Thursday, January 17, 2013

No Name-Calling Week at TBS

The following letter just went out to our K-8 families from Kate Klaire, Social/Emotional Learning Coordinator.

Dear K-8 Families,

As you may have already read in this week’s Newsnotes, TBS is participating in No Name Calling Week, January 21st-25th. This is a national effort sponsored by the Gay Lesbian Straight Education Network (GLSEN) to end name calling, teasing, and bullying of all kinds.  Though we work with students throughout the year to cultivate kindness and generous hearts towards others, we will spend the next few weeks explicitly addressing what teasing and bullying look and feel like in our community, and ways to help one another in our K-8 classrooms.

Our instructional focus during this time will be how to be respectful of others, understanding the difference between bullying and gateway behaviors, and why it’s important not to be a bystander to aggression.

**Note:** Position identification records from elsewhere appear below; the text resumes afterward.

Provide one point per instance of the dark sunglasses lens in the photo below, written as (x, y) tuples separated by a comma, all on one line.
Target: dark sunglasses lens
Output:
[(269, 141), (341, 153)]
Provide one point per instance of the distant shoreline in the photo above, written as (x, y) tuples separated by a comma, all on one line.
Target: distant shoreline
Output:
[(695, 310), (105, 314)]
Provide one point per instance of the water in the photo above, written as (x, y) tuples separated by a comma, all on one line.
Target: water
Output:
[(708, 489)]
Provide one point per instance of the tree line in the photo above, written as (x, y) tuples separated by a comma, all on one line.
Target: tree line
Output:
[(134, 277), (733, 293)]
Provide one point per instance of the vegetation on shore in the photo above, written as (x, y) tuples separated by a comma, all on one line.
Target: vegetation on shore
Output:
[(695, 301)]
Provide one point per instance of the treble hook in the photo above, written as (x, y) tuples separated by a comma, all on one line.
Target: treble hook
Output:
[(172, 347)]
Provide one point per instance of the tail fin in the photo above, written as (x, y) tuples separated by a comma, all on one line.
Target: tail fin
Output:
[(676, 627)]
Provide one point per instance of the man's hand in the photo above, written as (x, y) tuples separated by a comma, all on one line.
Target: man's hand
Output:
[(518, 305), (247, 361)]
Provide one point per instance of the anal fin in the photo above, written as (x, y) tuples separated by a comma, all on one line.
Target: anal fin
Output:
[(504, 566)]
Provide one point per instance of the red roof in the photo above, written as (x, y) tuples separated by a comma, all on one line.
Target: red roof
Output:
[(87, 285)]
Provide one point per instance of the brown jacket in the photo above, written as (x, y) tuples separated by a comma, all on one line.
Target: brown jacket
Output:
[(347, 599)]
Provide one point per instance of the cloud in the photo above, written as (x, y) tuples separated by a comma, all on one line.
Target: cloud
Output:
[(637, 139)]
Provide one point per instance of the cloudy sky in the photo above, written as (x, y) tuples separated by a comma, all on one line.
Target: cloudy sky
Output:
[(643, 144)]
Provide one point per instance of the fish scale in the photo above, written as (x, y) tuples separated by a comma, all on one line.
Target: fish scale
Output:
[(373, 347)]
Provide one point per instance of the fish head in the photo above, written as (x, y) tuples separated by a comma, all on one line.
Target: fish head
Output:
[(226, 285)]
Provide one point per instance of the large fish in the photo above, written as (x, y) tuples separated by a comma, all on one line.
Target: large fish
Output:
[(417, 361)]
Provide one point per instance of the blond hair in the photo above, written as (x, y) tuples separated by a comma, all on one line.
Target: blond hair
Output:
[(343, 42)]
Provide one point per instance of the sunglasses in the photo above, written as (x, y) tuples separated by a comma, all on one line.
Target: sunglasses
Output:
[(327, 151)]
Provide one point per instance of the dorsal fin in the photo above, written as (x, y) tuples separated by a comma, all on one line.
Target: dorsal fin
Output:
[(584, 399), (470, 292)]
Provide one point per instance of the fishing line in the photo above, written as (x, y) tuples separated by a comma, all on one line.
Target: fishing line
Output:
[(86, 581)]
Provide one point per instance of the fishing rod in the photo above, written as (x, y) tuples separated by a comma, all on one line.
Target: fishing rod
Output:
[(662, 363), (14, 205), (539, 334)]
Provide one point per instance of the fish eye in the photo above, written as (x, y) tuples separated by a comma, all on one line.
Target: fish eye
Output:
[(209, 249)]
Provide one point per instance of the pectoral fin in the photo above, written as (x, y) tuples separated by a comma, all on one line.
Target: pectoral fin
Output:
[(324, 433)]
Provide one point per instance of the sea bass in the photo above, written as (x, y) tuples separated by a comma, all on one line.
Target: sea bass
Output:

We will be using curriculum from Responsive Classroom, Teaching Tolerance, and other bullying-prevention resources, as well as lessons that we develop ourselves. We will also be showing select video clips from the anti-bullying educational film Let’s Get Real as well as from the It Gets Better Project, when and where it is age-appropriate to do so.

Be sure to look for posts about this work on your classroom’s blog. Classrooms will be doing varied activities and these posts will show you what we are doing at each grade level. We’ll be sharing age-targeted resources through the blogs as well; here are some resources to get you started, including links on how to talk with your child about bullying or bully prevention.

No Name-Calling Week from GLSEN
Let’s Get Real at Groundspark.org
“Bullyproof your Classroom” from Responsive Classroom
Teaching Tolerance from the Southern Poverty Law Center

We invite you to join us in this work at home.  We encourage you to share with your child about the acts of kindness and respect that you notice; let them know when you witness something that shows she/he is growing up to be genuinely caring of others. Practice together as a family what it means to be thoughtful with each other, and what it means to notice kind acts and offer appreciations. Celebrate the goodness in our community.

We are so fortunate that our students are not faced with the types of blatant and overt bullying that occurs in some schools, and we also know that we need to help them understand how to navigate experiences of unkindness and conflict with peers. One Middle School student has come up with a phrase for us as we think about this at TBS: “Words Can Hurt, People Can Help.” It’s our hope that through this work, all students feel empowered to help themselves and all members of our community. If you have any questions or resources, please contact me.

Be well,

Kate Klaire
Social/Emotional Learning Coordinator

Tuesday, January 15, 2013

Math club post

Here's what Sima passed on about today's Math Club:

Our focus in Math Club was on geometry today.  Students used tangram puzzles to do the Tangram Polygon Super Challenge, making 5 different polygons from 1-7 tangram shapes.  They also did different levels of the Polly Gone problem, building the biggest pen possible from 40 cubes, or figuring out the area of polygons and creating different parallelograms from them.  Other students spent time figuring out an Alphametrics problem (substituting letters for numbers) to do some algebraic thinking in our Math Club Puzzles.  No math club next Tuesday because I will be out for Professional Development.